As for the fish I bring home...the words "extremely picky" do not do justice. I actually WARN any employee who is helping me, when I ask for a fish - "I'm warning you, I'm going to be picky". I spend a lot of time observing the tank of fish that I'm considering purhasing from, to pick out the prime fish - in health, behaviour, temperament, etc - and that IS the fish I'm going to bring home. Net the wrong fish, and I'll let you know and make you go fishing again until you've caught mine. I know fish, I know what a quality fish is, and sometimes they aren't all the same in one tank. And yes, that INCLUDES fish that look practically identical, as someone mentioned above. They don't look identical to me at all. I know what to look for, and the "subtle" differences to you could be major differences to me.


----------



## UnderseaGal (Mar 4, 2014)

Thanks for your input, everyone. I'm glad to know I'm not the only picky customer out there. 
And good advice re: doing your homework ahead of time (or, like JTang, on location). I guess it's also a matter of developing relationships and deciding who you trust and don't trust.
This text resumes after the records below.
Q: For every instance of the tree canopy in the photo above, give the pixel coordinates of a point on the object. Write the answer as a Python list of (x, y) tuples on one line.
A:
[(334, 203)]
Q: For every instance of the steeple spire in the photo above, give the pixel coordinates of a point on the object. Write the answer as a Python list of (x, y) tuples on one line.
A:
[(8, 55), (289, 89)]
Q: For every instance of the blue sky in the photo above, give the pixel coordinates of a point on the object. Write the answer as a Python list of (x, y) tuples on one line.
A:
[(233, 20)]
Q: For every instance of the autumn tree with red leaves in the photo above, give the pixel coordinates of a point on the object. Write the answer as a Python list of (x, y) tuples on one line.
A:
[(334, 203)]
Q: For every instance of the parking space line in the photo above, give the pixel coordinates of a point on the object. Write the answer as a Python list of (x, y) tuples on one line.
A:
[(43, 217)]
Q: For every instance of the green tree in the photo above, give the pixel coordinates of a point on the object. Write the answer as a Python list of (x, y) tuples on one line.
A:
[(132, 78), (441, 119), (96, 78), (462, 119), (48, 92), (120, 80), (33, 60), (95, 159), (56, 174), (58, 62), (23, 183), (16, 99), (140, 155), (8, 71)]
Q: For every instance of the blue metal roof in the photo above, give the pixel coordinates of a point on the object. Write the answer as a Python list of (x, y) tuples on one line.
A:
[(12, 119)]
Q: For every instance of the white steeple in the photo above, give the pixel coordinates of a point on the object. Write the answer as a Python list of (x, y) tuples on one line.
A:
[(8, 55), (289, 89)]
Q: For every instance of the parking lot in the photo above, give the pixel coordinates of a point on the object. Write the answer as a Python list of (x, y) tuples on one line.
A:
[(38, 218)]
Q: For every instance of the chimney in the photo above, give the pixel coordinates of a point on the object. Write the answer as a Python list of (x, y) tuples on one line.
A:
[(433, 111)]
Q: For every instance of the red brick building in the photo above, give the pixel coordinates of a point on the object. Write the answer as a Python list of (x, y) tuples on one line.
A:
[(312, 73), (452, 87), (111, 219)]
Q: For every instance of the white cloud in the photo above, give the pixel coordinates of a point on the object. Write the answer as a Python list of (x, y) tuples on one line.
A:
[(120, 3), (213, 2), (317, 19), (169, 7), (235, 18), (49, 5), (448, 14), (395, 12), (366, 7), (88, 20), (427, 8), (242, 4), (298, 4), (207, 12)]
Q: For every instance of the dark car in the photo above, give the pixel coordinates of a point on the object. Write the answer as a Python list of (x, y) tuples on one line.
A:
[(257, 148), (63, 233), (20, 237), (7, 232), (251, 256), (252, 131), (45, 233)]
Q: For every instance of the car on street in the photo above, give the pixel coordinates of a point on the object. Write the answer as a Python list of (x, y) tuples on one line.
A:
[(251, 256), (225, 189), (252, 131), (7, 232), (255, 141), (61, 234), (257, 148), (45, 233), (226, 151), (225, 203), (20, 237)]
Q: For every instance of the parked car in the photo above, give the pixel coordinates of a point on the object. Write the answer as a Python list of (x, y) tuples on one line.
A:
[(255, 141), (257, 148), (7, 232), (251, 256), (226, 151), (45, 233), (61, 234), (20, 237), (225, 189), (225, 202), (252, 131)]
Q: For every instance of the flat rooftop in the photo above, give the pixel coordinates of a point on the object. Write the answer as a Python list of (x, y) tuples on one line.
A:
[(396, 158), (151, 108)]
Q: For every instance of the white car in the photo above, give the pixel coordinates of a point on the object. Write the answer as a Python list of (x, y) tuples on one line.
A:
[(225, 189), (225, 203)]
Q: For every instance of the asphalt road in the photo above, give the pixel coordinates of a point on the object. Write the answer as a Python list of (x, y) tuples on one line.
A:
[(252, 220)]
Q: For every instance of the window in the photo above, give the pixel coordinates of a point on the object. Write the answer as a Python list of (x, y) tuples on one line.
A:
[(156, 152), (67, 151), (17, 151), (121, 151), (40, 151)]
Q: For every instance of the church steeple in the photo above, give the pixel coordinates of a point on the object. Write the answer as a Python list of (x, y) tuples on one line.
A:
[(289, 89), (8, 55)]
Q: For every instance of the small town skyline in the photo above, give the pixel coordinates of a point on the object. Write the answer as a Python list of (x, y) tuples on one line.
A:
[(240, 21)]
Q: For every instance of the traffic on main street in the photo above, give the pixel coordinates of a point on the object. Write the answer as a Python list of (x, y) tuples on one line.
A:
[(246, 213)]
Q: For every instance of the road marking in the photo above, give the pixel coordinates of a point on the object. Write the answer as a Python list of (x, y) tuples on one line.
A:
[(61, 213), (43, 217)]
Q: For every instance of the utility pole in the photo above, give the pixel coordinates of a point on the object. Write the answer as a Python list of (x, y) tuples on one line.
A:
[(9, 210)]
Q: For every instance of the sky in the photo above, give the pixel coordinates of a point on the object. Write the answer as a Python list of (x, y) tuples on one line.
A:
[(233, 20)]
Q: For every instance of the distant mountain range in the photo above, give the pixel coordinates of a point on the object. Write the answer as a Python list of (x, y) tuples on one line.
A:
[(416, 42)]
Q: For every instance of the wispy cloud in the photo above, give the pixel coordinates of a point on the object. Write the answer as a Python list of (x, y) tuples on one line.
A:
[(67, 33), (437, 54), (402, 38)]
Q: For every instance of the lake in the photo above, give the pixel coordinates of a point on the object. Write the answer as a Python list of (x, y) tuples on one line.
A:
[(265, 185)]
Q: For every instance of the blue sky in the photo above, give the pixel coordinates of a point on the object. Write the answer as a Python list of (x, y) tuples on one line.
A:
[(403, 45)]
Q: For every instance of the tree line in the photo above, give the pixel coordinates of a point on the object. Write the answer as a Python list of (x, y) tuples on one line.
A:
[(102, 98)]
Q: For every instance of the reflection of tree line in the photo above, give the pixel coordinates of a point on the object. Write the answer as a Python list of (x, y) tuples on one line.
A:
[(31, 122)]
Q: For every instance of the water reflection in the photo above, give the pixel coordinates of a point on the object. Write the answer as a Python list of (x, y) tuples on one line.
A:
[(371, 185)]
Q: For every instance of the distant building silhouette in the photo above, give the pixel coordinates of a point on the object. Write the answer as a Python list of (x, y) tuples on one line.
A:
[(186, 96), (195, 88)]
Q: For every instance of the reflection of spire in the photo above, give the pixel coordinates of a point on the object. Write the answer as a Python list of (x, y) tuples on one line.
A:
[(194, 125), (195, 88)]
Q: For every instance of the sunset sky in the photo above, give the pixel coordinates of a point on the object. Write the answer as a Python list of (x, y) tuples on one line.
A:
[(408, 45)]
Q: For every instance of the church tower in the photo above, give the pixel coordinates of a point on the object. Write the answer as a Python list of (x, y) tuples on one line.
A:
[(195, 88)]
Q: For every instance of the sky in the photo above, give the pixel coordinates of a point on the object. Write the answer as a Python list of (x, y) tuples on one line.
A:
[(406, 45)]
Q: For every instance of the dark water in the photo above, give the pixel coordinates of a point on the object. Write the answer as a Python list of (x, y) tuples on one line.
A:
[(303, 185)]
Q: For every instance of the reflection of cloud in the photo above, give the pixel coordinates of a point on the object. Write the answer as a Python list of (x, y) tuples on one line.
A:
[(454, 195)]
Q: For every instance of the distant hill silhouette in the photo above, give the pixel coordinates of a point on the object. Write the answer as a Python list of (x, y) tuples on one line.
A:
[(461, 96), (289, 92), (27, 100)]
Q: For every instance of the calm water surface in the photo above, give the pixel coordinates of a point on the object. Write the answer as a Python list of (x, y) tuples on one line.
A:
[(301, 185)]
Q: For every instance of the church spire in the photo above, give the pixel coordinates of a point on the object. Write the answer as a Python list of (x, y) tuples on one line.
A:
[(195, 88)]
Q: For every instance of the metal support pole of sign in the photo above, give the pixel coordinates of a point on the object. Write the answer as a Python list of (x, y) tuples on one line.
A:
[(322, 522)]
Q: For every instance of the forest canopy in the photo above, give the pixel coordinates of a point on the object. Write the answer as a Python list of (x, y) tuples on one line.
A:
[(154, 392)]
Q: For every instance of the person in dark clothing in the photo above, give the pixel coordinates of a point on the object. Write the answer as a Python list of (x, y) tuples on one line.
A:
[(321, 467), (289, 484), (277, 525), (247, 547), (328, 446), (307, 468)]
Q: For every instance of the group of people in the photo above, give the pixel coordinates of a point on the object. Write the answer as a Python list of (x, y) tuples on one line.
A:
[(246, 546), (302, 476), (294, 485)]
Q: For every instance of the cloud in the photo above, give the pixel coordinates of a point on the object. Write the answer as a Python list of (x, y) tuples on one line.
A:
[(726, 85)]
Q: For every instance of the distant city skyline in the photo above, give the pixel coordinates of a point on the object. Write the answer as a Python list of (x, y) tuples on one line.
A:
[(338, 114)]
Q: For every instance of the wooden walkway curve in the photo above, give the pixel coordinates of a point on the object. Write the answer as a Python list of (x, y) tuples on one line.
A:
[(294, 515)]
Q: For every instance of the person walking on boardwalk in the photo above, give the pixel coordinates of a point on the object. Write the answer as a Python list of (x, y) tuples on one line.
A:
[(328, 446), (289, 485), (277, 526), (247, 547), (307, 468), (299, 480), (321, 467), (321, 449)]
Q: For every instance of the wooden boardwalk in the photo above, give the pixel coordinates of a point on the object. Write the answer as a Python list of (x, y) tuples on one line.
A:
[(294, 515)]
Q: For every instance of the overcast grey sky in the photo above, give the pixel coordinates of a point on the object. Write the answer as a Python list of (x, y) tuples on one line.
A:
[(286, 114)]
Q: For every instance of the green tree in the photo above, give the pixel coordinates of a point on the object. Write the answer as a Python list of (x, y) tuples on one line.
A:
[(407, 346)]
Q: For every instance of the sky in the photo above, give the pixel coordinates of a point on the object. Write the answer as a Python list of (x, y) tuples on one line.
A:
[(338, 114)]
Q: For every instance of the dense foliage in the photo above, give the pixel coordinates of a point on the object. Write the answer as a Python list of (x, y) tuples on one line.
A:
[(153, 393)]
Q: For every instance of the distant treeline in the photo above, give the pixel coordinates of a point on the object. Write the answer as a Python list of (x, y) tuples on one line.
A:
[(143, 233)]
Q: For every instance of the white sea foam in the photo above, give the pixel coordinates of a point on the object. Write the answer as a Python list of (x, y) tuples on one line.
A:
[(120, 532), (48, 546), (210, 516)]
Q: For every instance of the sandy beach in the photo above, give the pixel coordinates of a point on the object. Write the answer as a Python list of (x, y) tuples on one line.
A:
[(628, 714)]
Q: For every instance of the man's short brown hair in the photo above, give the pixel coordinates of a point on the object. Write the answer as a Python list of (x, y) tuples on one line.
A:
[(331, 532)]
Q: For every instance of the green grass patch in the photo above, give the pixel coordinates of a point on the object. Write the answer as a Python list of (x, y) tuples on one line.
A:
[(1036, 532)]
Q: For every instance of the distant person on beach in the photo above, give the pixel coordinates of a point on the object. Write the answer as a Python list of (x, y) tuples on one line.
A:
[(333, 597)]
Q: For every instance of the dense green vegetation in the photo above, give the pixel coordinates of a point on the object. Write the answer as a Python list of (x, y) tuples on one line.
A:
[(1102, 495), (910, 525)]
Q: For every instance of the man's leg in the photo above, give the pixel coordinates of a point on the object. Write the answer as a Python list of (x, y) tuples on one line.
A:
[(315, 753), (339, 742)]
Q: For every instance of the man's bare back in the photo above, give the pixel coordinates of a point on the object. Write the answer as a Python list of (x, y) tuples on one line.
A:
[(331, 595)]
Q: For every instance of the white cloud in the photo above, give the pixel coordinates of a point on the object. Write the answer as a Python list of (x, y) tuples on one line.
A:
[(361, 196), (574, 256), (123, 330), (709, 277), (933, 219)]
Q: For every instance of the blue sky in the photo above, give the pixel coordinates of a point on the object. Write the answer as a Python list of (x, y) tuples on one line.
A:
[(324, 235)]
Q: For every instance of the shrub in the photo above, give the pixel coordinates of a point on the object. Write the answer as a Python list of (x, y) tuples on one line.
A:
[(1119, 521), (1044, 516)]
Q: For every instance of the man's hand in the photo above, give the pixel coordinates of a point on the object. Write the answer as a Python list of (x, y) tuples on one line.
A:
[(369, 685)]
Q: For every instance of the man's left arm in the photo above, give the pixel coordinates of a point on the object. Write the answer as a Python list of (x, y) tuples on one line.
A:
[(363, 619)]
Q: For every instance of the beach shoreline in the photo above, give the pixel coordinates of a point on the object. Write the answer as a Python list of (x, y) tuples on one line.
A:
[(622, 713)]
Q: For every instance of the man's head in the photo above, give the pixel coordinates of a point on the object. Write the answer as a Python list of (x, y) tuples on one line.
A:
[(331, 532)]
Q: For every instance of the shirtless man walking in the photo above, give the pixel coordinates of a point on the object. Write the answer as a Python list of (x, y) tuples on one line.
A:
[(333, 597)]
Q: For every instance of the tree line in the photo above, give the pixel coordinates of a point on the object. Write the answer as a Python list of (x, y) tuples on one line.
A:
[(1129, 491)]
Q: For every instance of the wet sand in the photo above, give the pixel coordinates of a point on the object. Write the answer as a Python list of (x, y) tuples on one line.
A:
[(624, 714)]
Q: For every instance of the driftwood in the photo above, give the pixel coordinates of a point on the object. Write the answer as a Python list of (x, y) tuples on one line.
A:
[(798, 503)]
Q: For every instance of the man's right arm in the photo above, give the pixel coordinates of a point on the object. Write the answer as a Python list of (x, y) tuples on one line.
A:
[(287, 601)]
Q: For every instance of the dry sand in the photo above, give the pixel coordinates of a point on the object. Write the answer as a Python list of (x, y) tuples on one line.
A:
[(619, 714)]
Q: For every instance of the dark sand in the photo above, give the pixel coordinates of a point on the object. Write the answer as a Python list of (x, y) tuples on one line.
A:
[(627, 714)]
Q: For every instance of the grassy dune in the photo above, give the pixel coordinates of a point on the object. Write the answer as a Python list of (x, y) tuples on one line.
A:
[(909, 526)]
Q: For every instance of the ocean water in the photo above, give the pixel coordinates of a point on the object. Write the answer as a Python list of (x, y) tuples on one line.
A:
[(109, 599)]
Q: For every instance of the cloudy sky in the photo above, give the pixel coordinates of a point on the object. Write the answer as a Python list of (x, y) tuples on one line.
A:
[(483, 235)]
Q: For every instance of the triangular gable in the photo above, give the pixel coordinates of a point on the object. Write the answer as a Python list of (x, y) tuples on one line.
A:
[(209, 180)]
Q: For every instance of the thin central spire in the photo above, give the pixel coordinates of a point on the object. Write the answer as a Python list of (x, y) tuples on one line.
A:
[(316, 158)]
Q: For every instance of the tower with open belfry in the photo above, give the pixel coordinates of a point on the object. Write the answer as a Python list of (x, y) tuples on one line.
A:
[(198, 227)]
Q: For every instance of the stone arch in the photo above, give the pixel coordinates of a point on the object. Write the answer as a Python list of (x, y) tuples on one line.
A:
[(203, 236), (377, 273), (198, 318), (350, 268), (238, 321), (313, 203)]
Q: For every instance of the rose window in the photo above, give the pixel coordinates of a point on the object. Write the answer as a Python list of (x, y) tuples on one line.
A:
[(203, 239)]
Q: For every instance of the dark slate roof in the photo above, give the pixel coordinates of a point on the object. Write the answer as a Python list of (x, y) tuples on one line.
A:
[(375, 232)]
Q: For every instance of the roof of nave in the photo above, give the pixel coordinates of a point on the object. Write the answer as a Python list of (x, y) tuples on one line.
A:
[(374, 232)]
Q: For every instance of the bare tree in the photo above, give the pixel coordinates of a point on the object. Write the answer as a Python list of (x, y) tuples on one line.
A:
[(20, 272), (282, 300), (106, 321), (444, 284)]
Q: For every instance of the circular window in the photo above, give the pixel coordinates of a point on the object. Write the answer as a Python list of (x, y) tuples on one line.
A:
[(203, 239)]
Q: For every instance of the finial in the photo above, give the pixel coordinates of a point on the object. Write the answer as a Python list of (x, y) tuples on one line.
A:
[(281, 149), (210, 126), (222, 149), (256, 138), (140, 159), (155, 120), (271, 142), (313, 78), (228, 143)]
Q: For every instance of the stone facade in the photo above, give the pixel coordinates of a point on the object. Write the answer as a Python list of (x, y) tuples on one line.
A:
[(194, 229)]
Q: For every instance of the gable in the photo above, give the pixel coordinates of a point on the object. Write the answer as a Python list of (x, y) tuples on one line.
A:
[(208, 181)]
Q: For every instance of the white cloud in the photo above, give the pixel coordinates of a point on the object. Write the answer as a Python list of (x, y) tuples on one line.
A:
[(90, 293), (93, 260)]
Interesting thread! I like reading about your experiences and how you ensure you get the best fish for your tank.


----------



## ami (Sep 4, 2013)

I'm super picky. I don't think the tank looks healthy enough, I'll leave and go elsewhere or come back another day. It's not worth the risk to me of bringing something home that might make my current aquarium inhabitants sick. I don't have room for a quarantine tank.


----------